Cluster‐Scale Multisite Interface Reinforces Ruthenium‐Based Anode Catalysts for Alkaline Anion Exchange Membrane Fuel Cells
Xiaozhong Zheng, Shuxin Zhang, Xinying Zheng, Zhongbin Zhuang, Mingxia Gao, Yongfeng Liu, Hongge Pan, Wenping Sun
Abstract
Abstract Ruthenium (Ru) is a more cost‐effective alternative to platinum anode catalysts for alkaline anion‐exchange membrane fuel cells (AEMFCs), but suffers from severe competitive adsorption of hydrogen (H ad ) and hydroxyl (OH ad ). To address this concern, a strongly coupled multisite electrocatalyst with highly active cluster‐scale ruthenium‐tungsten oxide (Ru‐WO x ) interface, which could eliminate the competitive adsorption phenomenon and achieve high coverage of OH ad and H ad at Ru and WO x domains, respectively, is designed.

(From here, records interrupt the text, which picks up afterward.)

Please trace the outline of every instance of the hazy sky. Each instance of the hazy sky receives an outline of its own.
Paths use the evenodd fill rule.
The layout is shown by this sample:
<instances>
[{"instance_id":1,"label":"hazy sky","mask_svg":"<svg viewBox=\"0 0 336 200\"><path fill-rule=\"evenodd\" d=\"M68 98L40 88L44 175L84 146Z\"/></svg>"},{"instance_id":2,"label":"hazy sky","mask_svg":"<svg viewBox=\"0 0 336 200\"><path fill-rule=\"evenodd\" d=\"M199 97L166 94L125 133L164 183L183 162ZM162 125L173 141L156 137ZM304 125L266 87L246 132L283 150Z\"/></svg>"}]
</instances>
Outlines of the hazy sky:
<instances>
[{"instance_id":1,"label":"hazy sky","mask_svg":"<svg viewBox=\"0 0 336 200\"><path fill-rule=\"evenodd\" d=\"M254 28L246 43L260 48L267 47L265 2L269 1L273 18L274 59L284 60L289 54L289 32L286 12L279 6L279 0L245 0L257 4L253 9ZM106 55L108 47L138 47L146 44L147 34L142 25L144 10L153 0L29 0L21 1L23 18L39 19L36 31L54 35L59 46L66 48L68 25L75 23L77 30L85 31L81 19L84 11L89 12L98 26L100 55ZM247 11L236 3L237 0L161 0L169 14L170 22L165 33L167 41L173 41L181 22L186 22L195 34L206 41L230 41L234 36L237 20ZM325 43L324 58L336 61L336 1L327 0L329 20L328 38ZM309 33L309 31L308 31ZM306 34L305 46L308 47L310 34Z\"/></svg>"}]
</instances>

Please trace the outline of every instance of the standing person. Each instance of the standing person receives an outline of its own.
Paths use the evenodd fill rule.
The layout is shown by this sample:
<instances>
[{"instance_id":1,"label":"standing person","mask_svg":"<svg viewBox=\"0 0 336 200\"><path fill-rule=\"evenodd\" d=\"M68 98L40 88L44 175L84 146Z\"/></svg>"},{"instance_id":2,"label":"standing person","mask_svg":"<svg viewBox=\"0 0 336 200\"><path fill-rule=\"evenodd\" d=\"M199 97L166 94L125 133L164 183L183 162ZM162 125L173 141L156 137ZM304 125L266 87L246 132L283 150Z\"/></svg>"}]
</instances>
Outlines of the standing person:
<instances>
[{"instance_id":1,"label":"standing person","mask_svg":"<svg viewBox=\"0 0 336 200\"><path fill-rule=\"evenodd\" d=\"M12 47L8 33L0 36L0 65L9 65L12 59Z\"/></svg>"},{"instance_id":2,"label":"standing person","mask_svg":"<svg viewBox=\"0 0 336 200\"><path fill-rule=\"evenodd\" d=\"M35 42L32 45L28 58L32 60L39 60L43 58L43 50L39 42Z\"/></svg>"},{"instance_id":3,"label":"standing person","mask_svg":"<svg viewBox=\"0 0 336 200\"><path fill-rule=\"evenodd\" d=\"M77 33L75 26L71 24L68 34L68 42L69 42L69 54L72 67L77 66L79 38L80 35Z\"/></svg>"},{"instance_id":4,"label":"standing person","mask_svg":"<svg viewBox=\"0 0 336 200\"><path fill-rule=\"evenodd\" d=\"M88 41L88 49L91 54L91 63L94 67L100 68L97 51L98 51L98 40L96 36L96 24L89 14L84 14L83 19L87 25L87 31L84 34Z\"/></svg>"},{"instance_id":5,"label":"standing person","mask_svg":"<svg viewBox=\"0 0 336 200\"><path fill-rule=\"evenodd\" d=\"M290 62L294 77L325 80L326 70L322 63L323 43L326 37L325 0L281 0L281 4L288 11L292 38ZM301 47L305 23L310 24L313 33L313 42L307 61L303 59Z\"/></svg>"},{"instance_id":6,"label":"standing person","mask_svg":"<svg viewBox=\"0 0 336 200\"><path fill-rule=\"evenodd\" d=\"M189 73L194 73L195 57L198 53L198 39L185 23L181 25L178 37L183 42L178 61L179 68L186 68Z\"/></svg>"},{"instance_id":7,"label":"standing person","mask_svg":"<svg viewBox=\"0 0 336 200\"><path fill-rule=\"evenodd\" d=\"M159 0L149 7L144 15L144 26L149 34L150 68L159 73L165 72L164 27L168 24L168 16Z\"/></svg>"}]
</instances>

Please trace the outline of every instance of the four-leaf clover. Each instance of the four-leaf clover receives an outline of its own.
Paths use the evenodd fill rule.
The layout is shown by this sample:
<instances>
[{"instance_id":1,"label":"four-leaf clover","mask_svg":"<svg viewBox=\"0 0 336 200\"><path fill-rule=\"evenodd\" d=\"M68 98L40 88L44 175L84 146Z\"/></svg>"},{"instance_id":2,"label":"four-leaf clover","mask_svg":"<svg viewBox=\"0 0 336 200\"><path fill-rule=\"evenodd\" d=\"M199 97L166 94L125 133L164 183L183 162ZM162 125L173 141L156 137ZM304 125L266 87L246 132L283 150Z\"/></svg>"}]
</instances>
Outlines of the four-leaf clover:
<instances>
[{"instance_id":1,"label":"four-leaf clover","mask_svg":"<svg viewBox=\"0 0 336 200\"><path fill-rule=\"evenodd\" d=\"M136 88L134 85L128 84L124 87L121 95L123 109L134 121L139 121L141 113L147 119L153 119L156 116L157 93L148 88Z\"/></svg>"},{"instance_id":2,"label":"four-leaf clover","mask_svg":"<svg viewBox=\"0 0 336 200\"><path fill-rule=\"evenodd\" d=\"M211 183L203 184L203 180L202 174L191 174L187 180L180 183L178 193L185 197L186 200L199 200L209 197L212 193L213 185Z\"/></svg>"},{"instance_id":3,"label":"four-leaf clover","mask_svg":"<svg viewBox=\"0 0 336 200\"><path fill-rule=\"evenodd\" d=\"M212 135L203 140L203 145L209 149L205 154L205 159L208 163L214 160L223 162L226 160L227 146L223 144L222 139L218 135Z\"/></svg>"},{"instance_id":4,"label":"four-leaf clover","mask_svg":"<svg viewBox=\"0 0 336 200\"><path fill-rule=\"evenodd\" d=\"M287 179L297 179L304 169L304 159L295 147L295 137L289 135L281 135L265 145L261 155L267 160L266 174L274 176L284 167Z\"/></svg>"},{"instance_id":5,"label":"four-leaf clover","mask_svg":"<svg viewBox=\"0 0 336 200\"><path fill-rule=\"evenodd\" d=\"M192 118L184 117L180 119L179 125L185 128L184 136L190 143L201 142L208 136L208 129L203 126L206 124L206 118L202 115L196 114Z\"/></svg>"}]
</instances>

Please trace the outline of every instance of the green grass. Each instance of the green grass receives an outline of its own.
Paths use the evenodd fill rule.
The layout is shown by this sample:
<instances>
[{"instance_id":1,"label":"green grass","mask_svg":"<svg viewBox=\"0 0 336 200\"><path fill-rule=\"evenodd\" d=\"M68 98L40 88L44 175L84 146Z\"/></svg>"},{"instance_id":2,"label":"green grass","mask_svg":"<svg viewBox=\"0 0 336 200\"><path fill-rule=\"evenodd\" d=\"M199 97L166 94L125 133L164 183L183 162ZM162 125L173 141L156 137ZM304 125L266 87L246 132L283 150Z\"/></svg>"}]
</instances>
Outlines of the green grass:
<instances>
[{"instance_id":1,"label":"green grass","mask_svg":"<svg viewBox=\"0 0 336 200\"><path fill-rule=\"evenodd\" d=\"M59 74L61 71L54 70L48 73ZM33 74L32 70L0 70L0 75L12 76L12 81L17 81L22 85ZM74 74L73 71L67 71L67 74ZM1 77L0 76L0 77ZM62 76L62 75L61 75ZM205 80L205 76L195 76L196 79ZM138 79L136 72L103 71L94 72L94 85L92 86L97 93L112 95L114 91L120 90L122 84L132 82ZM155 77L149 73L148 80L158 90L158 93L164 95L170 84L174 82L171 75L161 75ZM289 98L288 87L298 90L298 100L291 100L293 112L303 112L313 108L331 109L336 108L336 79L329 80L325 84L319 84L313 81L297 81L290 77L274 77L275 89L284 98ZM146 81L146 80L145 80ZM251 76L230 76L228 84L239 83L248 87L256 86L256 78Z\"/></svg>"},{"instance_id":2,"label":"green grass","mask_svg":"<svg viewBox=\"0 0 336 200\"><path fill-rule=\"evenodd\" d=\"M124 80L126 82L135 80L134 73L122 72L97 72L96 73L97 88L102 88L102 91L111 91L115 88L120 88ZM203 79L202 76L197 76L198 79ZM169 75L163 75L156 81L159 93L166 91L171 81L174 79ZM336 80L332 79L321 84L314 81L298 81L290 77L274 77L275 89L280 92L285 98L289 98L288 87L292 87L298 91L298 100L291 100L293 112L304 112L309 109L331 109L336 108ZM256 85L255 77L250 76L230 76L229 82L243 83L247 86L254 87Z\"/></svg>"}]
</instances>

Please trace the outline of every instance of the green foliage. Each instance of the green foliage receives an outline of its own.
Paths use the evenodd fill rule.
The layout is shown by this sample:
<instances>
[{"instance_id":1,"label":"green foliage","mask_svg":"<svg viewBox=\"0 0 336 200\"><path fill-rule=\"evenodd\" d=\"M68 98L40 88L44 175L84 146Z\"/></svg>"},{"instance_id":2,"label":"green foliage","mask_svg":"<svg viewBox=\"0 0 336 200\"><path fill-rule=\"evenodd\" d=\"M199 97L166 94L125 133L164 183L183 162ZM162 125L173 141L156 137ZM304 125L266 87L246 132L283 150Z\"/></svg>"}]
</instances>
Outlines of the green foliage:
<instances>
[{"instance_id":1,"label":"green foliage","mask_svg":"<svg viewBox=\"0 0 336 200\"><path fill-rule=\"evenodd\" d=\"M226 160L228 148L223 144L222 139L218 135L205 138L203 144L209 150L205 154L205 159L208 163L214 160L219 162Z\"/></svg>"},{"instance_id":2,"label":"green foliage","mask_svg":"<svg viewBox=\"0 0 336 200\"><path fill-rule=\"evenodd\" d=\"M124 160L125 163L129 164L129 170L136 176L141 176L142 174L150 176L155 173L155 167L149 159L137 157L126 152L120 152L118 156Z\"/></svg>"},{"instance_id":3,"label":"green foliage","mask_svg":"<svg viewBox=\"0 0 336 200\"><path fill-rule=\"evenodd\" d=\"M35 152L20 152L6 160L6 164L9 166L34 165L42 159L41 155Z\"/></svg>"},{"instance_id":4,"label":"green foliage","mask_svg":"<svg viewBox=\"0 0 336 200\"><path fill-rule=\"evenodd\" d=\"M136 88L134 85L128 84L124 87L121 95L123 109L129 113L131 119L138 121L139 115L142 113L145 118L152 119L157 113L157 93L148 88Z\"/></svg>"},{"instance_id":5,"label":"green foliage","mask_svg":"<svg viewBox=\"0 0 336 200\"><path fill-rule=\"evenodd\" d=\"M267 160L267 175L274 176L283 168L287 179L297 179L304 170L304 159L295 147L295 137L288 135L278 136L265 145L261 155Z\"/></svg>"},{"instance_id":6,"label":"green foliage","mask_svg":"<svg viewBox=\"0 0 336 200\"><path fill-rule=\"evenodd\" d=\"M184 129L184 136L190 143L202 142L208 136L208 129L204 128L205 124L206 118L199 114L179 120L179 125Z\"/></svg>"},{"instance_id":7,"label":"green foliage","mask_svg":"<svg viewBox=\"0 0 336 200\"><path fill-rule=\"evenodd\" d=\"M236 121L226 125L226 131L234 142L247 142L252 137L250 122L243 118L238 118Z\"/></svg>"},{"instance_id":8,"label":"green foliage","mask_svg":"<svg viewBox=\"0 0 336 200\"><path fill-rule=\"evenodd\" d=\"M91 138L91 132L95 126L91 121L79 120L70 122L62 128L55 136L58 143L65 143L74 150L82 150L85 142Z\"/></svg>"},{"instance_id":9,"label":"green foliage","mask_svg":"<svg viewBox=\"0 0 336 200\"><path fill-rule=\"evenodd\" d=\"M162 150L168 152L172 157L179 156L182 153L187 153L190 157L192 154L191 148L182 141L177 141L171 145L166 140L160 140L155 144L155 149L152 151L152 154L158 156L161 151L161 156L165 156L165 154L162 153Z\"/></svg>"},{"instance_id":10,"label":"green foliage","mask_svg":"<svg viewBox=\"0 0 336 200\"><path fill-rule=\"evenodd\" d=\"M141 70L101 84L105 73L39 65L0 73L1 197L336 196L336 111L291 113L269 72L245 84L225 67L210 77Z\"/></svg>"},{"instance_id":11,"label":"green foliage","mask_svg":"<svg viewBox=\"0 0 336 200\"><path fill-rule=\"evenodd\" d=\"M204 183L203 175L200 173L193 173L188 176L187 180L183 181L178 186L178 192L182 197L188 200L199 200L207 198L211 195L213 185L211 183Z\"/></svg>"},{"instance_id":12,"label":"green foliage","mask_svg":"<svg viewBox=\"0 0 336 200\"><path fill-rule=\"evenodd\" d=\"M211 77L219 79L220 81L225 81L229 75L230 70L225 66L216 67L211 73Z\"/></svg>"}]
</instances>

The experimental and theoretical results demonstrate that WO x domain functions as a proton sponge to perpetually accommodate the activated hydrogen species that spillover from the adjacent Ru domain, and the resulting WO‐H ad species are readily coupled with Ru‐OH ad at the heterointerface to finish the hydrogen oxidation reaction with faster kinetics via the thermodynamically favorable Tafel‐Volmer mechanism. The AEMFC delivers a high peak power density of 1.36 W cm −2 with a low anode catalyst loading of 0.05 mg Ru cm −2 and outstanding durability (negligible voltage decay over 80‐h operation at 500 mA cm −2 ). This work offers completely new insights into understanding the alkaline HOR mechanism and designing advanced anode catalysts for AEMFCs.